Mi sembra che un autore che ci aiuti a comprendere queste tematiche 
affrontandole senza peli sulla lingua sia Paul Feyerabend, vedi:
- Contro il metodo, Feltrinelli, 1979.
- La scienza in una società libera, Feltrinelli, 1981.
Per Feyerabend la scienza deve essere prima di tutto responsabile 
nei confronti della gente e quindi i metodi scientifici devono essere
scelti in modo democratico e non imposti da una minoranza elitaria costituita
dalla comunita' scientifica.
Ma questa indicazione va analizzata in modo critico a mio parere.

Antonella poi scrive:
>Cio' che va cambiato e' il modo di comunicare certe
>informazioni scientifiche da parte dei mass media,
>che gettano scompiglio tra la gente comune.
>Il giornalismo scientifico attuale (non solo medico, ci ritorneremo
>su) non ha piu' nulla a che vedere col giornalismo scientifico
>come nacque.

Son d'accordo, il principe dovrebbe controllare che non vengano diffuse
falsita' anche se bisogna fare attenzione a non violare la liberta' di
pensiero
che e' anche liberta' di avere un'opinione che poi magari si rivelera' errata.

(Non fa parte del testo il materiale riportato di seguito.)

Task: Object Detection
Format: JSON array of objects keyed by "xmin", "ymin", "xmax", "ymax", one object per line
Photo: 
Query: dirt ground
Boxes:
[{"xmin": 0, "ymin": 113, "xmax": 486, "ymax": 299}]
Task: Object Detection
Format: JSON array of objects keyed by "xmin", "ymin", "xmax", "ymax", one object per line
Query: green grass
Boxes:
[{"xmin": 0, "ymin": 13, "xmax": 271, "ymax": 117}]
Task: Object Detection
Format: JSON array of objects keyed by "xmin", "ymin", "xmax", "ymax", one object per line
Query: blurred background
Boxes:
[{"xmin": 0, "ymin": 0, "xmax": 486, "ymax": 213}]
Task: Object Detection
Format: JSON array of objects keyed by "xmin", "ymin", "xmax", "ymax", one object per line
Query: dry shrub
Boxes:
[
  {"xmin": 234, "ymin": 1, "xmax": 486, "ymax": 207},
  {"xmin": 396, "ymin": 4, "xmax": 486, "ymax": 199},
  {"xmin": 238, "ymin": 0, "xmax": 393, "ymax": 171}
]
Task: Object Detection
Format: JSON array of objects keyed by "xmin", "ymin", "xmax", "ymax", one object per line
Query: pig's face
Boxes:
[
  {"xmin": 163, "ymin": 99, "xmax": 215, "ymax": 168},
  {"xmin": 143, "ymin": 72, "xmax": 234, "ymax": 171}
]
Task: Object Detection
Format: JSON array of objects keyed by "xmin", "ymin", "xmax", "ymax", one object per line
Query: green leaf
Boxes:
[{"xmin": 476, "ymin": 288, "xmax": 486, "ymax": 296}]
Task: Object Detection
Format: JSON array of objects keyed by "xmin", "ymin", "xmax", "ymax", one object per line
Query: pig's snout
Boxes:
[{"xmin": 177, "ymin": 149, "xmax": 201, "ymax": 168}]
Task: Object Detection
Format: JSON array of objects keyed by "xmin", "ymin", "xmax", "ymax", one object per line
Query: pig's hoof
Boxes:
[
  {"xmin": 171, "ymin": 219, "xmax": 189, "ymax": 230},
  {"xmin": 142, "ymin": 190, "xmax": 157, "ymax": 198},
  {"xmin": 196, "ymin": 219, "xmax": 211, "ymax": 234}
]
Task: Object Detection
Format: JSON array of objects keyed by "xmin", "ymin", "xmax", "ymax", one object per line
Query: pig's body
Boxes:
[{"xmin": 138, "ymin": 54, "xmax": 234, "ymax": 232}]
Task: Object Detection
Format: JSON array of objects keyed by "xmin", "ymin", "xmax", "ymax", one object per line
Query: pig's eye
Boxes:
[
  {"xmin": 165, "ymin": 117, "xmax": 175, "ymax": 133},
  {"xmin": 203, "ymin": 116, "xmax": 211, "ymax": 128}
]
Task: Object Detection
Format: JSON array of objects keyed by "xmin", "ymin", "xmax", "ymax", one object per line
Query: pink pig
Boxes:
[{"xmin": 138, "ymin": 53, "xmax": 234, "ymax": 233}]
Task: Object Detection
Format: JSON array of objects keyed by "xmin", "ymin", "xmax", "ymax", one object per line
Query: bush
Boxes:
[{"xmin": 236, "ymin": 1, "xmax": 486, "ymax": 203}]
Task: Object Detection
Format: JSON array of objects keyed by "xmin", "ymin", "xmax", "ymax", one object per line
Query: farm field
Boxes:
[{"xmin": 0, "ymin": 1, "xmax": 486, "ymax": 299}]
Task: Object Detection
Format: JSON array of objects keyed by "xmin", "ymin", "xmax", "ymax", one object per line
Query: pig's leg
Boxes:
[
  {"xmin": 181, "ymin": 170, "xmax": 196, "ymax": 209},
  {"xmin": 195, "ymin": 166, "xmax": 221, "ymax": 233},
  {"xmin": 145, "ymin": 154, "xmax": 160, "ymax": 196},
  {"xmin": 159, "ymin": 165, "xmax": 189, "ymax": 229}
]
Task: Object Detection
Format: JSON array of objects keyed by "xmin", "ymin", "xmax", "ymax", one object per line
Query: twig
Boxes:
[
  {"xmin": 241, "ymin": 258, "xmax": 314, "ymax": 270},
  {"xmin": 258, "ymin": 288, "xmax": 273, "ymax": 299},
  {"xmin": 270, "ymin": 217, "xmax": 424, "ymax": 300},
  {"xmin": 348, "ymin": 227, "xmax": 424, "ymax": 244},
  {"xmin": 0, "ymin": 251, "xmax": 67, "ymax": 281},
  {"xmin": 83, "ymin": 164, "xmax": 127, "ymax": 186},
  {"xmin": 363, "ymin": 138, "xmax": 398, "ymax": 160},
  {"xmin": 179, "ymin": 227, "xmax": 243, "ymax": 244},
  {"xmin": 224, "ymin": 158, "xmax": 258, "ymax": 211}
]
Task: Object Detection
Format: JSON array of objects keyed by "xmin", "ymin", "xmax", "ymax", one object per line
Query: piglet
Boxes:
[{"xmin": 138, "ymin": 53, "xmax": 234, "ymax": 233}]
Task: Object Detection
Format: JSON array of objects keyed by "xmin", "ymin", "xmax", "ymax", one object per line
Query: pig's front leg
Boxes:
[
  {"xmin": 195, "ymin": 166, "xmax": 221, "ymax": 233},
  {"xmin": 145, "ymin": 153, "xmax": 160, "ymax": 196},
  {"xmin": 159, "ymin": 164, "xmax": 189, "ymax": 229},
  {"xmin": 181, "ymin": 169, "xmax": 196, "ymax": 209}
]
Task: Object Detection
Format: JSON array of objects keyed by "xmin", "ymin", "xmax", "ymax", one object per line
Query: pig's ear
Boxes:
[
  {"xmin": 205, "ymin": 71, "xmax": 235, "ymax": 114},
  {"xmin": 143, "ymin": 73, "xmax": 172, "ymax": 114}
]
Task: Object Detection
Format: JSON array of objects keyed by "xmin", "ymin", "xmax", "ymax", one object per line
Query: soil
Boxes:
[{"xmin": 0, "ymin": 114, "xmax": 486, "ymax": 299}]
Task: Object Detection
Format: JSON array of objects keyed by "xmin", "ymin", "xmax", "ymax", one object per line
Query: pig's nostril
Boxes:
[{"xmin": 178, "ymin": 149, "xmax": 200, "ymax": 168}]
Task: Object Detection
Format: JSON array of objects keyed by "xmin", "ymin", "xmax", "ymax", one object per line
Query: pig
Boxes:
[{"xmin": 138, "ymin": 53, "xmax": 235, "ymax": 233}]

Riguardo Greenpeace Gian Maria scrive:
>Allora, il punto sta, a mio avviso, nel chiedersi: è possibile che si
>determinino situazioni tali (strategicamente orientate?) per cui una
>ricerca in un campo "proibito" (vietato dalla legge, bandito dalla morale,
>ecc.) trovi difficoltà ad essere condotta in quanto marginalizzata a tal
>punto (dai movimenti di opinione) da diventare sì ancor più fruttuosa, ma
>anche molto difficile da proseguire?
>Questa è la strategia che sta anche alla base di "Green Peace". O mi sbaglio

Da come l'hai messa(anche tenendo conto di quello che avevi detto prima) la
tua
frase mi risulta un po' criptica, vorresti chiarirla per cortesia?
Greenpeace vuole fare sapere alla gente quello che le multinazionali
stanno facendo sopra la testa delle persone.
Un'esempio: la campagna per l'etichettatura dei prodotti geneticamente 
manipolati (OGM) vuole tendere trasparenti i prodotti che subiscono
manipolazioni
genetiche, affiche' il consumatore possa sapere dove sbattere la testa e
soprattutto
cosa mangia. Oggi non sappiamo l'effetto che tali alimenti possono avere sulle
persone e' quindi pericoloso assumerli. 
Greenpeace ha provveduto a diffondere una lista dei prodotti potenzialmente
pericolosi
chiedendo direttamente alle aziende che se dicessero bugie in proposito
potrebbero
essere smentite da ricerche fatte dai chimici di Greenpeace.
Le "buone imprese" inoltre hanno grande interesse nel far sapere
pubblicamente che
non prevedono nella loro produzione l'utilizzo di OGM.
I risultati sono visibili nella home page di Greenpeace Italia :
http://www.greenpeace.it 
Mi sembra un buon esempio di come una associazione ambientalista possa
collaborare
attivamente con imprese pubbliche per diffondere informazioni corrette.

Saluti da Davide Fasolo

Date: Tue, 21 Mar 2000 13:29:38 +0100
From: "G.M. Borrello" 
Subject: [fondazionebassetti] Re: Circolo della responsabilita'?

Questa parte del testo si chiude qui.